# Gen-Toolbox data analyis notebook

This notebook is part of the gen-toolbox project, a comprehensive tool designed for collating large numbers of VCF files from unique samples, annotating variants, and creating variant frequency tables. The project is tailored to run on substantial servers and has been spearheaded by the Tartu University Hospital Centre of Medical Genetics and the Tartu University Institute of Clinical Medicine, with the backing of the Estonian Research Council grant PSG774.

## Notebook Objective:

This particular notebook delves into the statistical analysis of Single Nucleotide Variants (SNVs) in genomic data. The aim is to:

- Load and process genomic data.
- Compute statistical metrics and ratios.
- Visualize results for a better understanding of the data.

## Prerequisites:

1. **Data Preparation**: Ensure you have the necessary VCF files and gene configurations. The notebook expects CSV or TSV formatted files.

2. **Environment Setup**: If using Docker, ensure Docker is installed and running. Alternatively, ensure you have a Python environment set up with all necessary libraries.
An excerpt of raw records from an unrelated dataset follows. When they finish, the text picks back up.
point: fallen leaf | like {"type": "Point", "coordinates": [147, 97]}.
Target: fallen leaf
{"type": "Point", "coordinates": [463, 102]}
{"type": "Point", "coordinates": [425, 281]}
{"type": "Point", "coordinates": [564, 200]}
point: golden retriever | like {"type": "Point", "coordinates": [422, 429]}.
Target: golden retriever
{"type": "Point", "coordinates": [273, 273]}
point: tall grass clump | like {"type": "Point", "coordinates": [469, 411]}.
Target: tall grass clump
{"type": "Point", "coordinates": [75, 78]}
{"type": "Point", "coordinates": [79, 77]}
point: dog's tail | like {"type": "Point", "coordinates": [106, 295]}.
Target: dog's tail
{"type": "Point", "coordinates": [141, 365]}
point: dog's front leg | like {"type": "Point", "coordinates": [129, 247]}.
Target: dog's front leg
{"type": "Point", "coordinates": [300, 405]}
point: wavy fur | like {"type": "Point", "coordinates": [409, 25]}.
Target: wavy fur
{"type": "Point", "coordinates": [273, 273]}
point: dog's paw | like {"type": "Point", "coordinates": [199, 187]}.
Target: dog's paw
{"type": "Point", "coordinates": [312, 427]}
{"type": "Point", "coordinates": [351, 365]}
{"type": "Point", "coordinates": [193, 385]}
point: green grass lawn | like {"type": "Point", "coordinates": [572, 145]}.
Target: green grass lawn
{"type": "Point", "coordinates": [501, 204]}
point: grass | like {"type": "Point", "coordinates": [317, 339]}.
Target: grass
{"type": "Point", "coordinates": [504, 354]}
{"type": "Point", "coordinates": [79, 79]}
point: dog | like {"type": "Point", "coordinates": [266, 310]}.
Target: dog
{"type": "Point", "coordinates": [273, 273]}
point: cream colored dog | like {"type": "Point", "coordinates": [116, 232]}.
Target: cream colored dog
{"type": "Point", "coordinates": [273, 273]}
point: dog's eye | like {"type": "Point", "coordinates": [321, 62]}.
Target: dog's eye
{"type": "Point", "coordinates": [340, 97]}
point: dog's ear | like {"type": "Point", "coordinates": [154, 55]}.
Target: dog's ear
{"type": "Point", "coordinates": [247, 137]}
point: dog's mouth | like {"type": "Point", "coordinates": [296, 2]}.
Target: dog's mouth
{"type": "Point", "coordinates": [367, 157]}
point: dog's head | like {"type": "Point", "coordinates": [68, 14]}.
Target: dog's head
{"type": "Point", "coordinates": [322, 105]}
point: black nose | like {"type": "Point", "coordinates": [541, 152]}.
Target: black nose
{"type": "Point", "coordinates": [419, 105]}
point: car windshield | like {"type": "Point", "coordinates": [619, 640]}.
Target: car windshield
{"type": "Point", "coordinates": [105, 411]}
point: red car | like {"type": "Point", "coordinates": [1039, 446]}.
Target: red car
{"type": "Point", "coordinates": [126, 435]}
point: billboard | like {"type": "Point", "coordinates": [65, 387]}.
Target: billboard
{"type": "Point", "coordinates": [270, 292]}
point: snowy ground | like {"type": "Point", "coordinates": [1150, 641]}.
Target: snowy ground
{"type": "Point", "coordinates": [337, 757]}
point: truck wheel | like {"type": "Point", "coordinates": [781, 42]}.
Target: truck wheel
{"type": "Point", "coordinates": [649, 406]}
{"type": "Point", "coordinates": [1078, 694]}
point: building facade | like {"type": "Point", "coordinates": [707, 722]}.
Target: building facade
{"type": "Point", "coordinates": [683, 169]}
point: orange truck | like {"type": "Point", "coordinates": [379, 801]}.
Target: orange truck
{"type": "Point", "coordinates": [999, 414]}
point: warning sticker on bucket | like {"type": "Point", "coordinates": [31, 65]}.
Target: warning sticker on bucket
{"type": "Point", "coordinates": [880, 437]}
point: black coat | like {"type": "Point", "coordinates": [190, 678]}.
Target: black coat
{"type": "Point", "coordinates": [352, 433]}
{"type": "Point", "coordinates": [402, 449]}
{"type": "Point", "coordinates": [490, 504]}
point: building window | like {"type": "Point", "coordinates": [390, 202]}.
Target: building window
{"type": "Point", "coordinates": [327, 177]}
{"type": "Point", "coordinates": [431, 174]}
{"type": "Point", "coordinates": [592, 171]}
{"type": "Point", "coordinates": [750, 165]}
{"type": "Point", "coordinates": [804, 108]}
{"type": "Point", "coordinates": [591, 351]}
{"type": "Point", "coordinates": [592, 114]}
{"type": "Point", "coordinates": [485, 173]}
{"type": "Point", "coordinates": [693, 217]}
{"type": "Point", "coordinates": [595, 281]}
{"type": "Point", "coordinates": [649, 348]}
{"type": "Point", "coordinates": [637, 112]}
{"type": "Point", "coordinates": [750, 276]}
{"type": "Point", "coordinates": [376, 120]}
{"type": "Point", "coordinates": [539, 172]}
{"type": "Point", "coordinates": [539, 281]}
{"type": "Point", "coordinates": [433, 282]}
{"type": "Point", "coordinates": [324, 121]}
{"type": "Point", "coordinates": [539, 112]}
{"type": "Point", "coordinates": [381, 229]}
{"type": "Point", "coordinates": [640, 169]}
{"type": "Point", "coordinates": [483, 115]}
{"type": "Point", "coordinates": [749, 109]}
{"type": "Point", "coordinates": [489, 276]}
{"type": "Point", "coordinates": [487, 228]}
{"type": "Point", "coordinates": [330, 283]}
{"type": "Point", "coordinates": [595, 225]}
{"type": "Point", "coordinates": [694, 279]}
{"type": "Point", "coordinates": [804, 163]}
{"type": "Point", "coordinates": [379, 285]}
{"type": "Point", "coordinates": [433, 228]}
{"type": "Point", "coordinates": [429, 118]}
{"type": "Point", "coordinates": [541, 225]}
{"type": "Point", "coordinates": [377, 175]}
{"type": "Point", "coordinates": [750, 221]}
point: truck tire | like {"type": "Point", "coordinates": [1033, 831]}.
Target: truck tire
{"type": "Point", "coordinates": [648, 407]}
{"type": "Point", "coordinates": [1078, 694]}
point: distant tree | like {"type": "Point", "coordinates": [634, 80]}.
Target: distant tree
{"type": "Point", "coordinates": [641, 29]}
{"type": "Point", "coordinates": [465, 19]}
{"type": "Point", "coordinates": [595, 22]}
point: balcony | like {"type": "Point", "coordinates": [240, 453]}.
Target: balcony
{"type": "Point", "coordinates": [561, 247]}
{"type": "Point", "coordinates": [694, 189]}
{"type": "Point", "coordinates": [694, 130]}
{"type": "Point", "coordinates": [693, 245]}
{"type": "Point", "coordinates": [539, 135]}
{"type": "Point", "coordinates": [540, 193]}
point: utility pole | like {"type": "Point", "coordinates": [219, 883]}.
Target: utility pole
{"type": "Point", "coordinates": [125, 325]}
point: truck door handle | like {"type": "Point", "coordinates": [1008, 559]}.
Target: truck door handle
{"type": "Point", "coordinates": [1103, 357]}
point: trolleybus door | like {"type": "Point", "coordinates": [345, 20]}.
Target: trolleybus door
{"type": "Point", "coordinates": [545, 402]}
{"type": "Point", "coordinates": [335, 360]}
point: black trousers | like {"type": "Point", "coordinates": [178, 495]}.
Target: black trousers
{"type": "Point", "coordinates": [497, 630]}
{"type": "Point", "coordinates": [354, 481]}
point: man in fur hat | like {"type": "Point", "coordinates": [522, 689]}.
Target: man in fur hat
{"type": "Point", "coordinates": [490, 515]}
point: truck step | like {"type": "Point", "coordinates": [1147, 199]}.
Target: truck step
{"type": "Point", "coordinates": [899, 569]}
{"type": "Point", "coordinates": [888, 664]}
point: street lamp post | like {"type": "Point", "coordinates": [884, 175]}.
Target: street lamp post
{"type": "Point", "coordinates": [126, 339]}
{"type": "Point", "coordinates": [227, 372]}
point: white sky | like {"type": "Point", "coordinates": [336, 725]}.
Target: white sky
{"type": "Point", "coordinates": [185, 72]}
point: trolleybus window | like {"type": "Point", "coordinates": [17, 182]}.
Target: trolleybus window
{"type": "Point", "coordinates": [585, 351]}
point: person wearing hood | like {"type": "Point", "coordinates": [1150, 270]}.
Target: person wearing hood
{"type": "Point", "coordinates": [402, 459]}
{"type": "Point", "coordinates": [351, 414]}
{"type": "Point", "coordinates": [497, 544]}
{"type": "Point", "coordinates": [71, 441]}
3. **Configuration**: Adjust path variables in the notebook to match the location of your data files.


### 1. Input variables

#### 1.1 Path variables - change these for specifing correct paths

In [None]:
gene_config = 'gene_config.json' 
args_case =  # add here TSV or CSV file with case data
args_control = # add here TSV or CSV file with control data

#### 1.2 Configuration variables

In [None]:
is_csv = True # if False, then tsv, if True, then csv
iterations = 100 # number of iterations for permutation test
combination_length=5 # number of genes in a set
case_genes_length = combination_length  # e.g. sets of 5 genes
case_count = extract_number_from_filename(args_case) # extract number from filename
control_count = extract_number_from_filename(args_control) # extract number from filename

## 2. Utility functions

In [None]:
def load_gene_config(json_file):
    """Load gene configuration from a JSON file."""
    with open(json_file, "r") as file:
        config = json.load(file)
    return config

In [None]:
def extract_number_from_filename(filename: str) -> int:
    """Extract the number from the given filename."""
    match = re.search(r"\d+", filename)
    return int(match.group()) if match else None

## 3. Data Loading

### 3.1 Loading Gene config

In [None]:
config = load_gene_config(gene_config)

In [None]:
# keys in gene_config would show information present in it
config.keys()

In [None]:
# Lets Show some of itersect genes
config['intersect_genes_tso'][:5]

In [None]:
# How many intersect genes are there
len(config['intersect_genes_tso'])

In [None]:
# printing number of genes in each conf
for i in config:
    print(i,':', len(config[i]))

### 3.2 Getting rv_genes and neg_control_genes for use in our test

In [None]:
rv_genes = config["rv_genes"]
neg_control_genes = config["neg_control_genes"]

### 3.3 Loading case and control SNV data

For csv data file intersect_genes_tso is loaded while for tsv intersect_genes_tshc is loaded. Read the docs for clarification

In [None]:
if is_csv:
    intersect_genes = config["intersect_genes_tso"]
    df_case = pd.read_csv(args_case, sep=",", header=0)
    df_control = pd.read_csv(args_control, sep=",", header=0)
else:
    intersect_genes = config["intersect_genes_tshc"]
    df_case = pd.read_table(args_case, sep="\t", header=0)
    df_control = pd.read_table(args_control, sep="\t", header=0)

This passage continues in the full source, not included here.